With all due respect to my education professors in graduate school, most of what I know about learning and teaching came from my mother who never went to college. She told me that the key to success is sitzfleisch. Sitzfleisch is a word that comes from the German, literally, sitting on your ass.
In English, sitzfleisch is the ability to focus on a task whether or not it is engaging for the amount of time needed to master or complete it which is not necessarily the amount of time you want to spend on it. Yes, all of that. According to Elizabeth Gilbert, author of Eat, Pray, Love,
Sitzfleisch is sort of the opposite of Ants In Your Pants. The amount of sitzfleisch you’ve got will directly influence how much work you can produce. How long can you stand it, to sit there and push through? Inspiration is beautiful, imagination divine, and we all love soaring dreams. But sitzfleisch? Ass meat? THAT’S how you write your novel. That’s how you compose your symphony. That’s how you paint your masterpiece.
Nowadays, a great deal of research is being done on sitzfleisch only it’s called grit and self-control. Psychologist Angela Duckworth, leads the research in this area. This is how she defines these terms:
Self-control entails aligning actions with any valued goal despite momentarily more-alluring alternatives; grit, in contrast, entails having and working assiduously toward a single challenging superordinate goal through thick and thin, on a timescale of years or even decades.
Duckworth’s work is ongoing. She is proving in study after study that self-control or grit or a combination of both, is more highly correlated to success in school and life than IQ and talent. So, of course, now everyone wants grit and self-control especially for their children. How do we teach them grit?
Duckworth admits she doesn’t know–yet. She says that Carol Dweck’s growth mindset (see previous blog post, Failing is for Everyone) may be one of the ways to get there. In growth mindset, when the process of learning is explained to children, when they are told that success means hard work and pushing through failure, they stay the course.

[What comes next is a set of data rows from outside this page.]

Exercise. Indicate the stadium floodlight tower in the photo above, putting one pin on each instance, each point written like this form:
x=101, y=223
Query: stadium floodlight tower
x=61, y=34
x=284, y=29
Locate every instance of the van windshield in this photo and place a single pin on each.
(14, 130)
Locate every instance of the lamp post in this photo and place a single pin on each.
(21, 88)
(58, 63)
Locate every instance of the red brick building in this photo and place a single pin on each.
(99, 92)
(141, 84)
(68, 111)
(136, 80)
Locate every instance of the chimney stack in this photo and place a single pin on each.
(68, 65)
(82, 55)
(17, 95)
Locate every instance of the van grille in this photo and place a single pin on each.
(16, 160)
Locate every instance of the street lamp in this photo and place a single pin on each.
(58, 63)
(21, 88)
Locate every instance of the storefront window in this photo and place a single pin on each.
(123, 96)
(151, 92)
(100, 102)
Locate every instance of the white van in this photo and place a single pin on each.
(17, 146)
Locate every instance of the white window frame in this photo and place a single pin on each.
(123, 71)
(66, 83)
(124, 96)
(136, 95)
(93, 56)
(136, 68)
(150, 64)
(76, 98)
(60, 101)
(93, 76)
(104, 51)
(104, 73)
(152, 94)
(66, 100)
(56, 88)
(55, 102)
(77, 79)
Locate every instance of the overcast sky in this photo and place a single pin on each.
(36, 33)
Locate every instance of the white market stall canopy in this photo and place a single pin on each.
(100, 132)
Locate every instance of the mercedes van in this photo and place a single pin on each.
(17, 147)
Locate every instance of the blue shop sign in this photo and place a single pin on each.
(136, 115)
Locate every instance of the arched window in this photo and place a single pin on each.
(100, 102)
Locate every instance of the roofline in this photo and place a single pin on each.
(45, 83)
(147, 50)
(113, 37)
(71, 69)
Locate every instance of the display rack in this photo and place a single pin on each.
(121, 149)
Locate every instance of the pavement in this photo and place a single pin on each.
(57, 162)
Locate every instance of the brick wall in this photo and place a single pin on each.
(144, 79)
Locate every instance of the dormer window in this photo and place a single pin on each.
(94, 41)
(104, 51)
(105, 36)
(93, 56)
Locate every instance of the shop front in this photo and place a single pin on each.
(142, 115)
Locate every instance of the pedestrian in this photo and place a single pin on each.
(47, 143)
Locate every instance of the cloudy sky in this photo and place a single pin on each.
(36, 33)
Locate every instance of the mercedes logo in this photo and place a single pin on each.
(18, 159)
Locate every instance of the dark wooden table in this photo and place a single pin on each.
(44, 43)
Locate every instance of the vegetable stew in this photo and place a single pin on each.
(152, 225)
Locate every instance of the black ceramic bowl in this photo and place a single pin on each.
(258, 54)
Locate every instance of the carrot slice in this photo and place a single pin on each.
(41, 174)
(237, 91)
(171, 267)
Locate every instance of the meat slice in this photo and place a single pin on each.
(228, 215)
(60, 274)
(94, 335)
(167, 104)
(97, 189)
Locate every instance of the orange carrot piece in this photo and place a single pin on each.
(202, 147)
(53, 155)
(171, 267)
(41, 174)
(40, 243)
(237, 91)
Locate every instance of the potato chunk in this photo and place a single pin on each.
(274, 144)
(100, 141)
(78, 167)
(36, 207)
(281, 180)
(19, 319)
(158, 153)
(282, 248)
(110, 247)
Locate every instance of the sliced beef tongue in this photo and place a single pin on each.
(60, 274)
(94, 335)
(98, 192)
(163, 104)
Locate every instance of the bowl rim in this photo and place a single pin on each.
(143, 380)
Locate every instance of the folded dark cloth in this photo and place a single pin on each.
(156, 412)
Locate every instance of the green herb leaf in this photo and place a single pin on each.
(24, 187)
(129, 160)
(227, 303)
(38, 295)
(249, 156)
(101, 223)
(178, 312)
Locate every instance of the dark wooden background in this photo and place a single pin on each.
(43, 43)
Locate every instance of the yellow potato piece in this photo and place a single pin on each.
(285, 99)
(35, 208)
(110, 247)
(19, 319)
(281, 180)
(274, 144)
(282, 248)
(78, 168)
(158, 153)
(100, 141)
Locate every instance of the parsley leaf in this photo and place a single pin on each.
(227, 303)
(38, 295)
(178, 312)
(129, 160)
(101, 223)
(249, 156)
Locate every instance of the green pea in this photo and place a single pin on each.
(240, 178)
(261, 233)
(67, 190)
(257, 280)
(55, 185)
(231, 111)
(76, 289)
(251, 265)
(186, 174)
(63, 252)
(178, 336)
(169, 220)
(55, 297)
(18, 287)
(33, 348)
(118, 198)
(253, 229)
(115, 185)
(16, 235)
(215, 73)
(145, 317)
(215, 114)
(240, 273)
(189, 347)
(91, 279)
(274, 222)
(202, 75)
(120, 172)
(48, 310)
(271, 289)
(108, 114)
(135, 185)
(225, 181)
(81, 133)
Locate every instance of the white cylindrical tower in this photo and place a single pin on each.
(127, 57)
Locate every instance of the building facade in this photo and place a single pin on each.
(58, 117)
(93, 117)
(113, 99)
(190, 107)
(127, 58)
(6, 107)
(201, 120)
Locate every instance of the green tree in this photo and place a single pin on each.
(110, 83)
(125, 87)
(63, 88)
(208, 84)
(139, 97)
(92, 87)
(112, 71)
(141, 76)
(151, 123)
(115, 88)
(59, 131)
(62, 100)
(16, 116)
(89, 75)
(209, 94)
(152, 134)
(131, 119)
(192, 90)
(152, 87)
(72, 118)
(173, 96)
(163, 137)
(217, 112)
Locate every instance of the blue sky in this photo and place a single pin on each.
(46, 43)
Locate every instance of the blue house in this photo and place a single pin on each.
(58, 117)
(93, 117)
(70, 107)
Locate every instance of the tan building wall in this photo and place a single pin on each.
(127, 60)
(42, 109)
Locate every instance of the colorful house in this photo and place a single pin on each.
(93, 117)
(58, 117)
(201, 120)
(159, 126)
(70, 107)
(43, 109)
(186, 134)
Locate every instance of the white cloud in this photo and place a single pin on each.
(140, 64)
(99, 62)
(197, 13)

Being aware of the learning process helps prepare us for its challenges. People who are gritty not only know that they can “push through,” they have strategies to shore up their staying power. Next time you have “ants in your pants” try one of these actions:
- Look at how much you have accomplished and how much further you have to go. Then, make realistic goals for yourself.
- Give yourself a moment to think about what pushing through now will get you in the immediate future (time for dinner with your significant other? freedom to kick back and relax?) or in the long run (a condo in the city? worldwide recognition?)
- Call a friend to complain to for a few minutes. Make sure it’s a friend who empathizes with you and values your succeeding. (Not the friend who says, “I hear ya, screw it, come party with us!”)
The more you practice grit and self-control, the easier it will get, and the more successful you will be.